Seeing the success of the “cellphone”, I told them to go directly to the website of “La Voce di New York” and choose a topic from the various sections – Culture, Politics, Current Events etc – find something that interested them, and then tell the class what it was all about.
In my opinion this Italian online newspaper – the “Voice of New York”- is fantastic! First of all it doesn’t cost anything; it’s easily accessible, and it also has an archive of past articles so that the range of choices is huge. These articles are written in a fluent modern Italian, avoiding journalese and archaisms. so students can read and understand them fairly easily. As for the words they don’t know, they can use the automatic translator and find out the meaning immediately!

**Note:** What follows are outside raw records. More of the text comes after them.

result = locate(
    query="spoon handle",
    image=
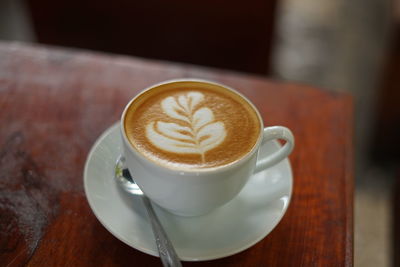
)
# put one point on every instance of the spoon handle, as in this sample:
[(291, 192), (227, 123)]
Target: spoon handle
[(165, 249)]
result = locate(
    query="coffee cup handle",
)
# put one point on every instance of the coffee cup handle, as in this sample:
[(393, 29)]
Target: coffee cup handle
[(272, 133)]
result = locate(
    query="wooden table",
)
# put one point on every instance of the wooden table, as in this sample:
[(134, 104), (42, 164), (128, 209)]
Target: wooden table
[(54, 103)]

I’m eager to share my experience, and I would like to open a dialogue or a blog with other professors and students, to see if we can come up with new methods and ideas that are effective for learning a foreign language in this constantly changing world, where books are already old even before they get published. In the Fall I should like to do a “pilot-class” in which students choose a subject and then create their own book in Italian, looking up information and pictures on different sites…
Last night I saw a documentary on “NOVA-Science” (PBS) about different types of intelligence. They showed a kind of plant moss, each cell of which is not particularly “intelligent” at the individual level, but these cells work symbiotically all together, and they have a collective intelligence comparable to our own. Ants, bees and certain types of migratory birds share similar kinds of collective intelligence.
I wonder: “Could these student Mutants, always connected among themselves, and now in touch with the whole world, be the “collective intelligence” of the future?” Perhaps after the development in our time of individualism to its extreme – which has among its consequences – tyranny and wars, life is evolving a collective human intelligence to make us more aware of our fundamental unity –as all spiritual traditions teach – and maybe make us finally aware that if we destroy our “Spaceship Planet” we destroy ourselves with our Mother Earth.
*Caterina Bertolotto, graduated in Turin, Italy. She has been teaching Italian at The New School for many years. Caterina is also an artist and has done many collaborations in the areas of theater, dance and opera.